Overview

Open-Source Intelligence (OSINT) is the collection and analysis of publicly available information to support security assessments. Effective reconnaissance is the foundation of every successful penetration test — the more you know about a target before touching their systems, the more focused and efficient your engagement will be.

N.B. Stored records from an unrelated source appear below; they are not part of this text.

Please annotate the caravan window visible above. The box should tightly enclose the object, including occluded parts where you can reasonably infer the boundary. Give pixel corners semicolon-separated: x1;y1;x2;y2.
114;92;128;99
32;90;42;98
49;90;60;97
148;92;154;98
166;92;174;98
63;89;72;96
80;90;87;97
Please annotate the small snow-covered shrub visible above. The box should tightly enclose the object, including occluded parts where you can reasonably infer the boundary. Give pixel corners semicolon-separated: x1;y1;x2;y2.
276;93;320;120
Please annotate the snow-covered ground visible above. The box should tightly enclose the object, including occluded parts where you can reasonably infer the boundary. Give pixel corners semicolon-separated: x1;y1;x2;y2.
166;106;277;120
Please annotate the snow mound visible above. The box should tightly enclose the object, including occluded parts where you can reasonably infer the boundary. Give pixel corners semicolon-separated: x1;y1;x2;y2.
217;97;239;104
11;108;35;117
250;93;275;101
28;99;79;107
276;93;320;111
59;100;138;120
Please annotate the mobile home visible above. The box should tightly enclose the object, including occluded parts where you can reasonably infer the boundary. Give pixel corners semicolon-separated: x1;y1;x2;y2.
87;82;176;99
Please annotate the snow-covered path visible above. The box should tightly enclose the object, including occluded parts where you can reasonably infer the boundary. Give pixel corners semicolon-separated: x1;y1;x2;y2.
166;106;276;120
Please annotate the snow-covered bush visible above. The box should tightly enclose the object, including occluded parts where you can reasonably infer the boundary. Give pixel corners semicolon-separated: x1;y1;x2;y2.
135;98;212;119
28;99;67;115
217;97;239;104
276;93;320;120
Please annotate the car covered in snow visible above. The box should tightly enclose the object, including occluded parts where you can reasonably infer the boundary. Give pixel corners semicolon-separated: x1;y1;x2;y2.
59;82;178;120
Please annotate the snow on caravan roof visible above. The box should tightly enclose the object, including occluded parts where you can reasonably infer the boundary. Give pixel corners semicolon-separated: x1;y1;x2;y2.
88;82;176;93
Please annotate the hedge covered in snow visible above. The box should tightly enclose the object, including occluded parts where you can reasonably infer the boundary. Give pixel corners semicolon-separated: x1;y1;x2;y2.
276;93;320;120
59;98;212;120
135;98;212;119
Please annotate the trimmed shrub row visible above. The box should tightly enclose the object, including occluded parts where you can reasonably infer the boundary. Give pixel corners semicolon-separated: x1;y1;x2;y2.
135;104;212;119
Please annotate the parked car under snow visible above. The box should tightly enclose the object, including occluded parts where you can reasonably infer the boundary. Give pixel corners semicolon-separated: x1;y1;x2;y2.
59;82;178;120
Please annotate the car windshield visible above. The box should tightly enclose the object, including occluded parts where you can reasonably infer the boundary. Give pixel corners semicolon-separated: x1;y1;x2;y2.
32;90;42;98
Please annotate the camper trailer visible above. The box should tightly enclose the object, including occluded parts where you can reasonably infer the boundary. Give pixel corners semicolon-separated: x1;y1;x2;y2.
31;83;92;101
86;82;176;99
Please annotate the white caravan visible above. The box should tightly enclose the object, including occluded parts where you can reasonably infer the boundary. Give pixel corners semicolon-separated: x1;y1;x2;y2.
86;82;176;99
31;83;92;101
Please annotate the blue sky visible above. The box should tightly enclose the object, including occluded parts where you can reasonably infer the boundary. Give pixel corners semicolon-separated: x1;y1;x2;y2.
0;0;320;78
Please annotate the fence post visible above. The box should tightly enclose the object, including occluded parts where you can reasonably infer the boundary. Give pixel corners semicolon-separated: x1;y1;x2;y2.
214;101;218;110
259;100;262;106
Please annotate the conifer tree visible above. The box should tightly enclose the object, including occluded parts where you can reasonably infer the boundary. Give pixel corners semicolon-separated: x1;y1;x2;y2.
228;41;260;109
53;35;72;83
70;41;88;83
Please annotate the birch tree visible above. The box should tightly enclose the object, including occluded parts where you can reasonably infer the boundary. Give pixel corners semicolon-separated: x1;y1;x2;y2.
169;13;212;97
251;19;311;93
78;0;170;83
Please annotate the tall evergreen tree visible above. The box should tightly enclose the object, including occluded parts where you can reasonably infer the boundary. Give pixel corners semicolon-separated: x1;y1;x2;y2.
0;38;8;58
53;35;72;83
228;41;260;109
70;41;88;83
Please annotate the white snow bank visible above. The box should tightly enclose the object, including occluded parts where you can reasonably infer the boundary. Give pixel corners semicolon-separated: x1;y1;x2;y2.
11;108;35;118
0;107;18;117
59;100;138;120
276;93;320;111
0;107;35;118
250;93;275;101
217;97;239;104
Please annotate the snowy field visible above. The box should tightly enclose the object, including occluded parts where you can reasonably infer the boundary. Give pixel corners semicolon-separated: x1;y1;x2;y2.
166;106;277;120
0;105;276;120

Who Should Use This Guide:

Penetration testers performing authorized assessments
Red team operators conducting adversary simulations
Threat intelligence analysts investigating threat actors
Security engineers assessing their own organization's exposure

Legal Notice: Only perform OSINT against organizations you have explicit written authorization to assess. While OSINT uses public information, targeted reconnaissance without consent may violate laws in some jurisdictions.

Methodology Overview:

Phase 1: Domain & Infrastructure    → Map the attack surface
Phase 2: Email & People             → Identify targets for social engineering
Phase 3: Technology Stack           → Find vulnerable technologies
Phase 4: Social Media & Public Data → Gather context and intel
Phase 5: Data Breach & Credential   → Check for exposed credentials
Phase 6: Documentation & Reporting  → Organize findings

Phase 1: Domain and Infrastructure Reconnaissance

DNS Enumeration

# Basic DNS lookup
nslookup example.com
dig example.com ANY
 
# Find mail servers
dig example.com MX
 
# Find name servers
dig example.com NS
 
# Zone transfer attempt (often blocked, but always try)
dig axfr @ns1.example.com example.com
 
# Reverse DNS lookup
dig -x 203.0.113.50
 
# Find SPF records (reveals email infrastructure)
dig example.com TXT | grep spf
 
# Find DMARC policy
dig _dmarc.example.com TXT

Subdomain Enumeration

# Subfinder — passive subdomain discovery
subfinder -d example.com -o subdomains.txt
 
# Amass — comprehensive enumeration
amass enum -passive -d example.com -o amass-results.txt
 
# crt.sh — Certificate Transparency logs (web-based)
curl -s "https://crt.sh/?q=%.example.com&output=json" | jq '.[].name_value' | sort -u
 
# DNSRecon
dnsrecon -d example.com -t std,brt
 
# Sublist3r
sublist3r -d example.com -o sublist3r-results.txt

Infrastructure Mapping

# Whois lookup
whois example.com
 
# IP range identification
whois -h whois.radb.net -- '-i origin AS12345'
 
# ASN lookup
curl -s "https://api.bgpview.io/search?query_term=example.com" | jq
 
# Shodan — internet-wide scanning data
shodan search "hostname:example.com"
shodan host 203.0.113.50
 
# Censys search
censys search "services.http.response.html_title: Example Corp"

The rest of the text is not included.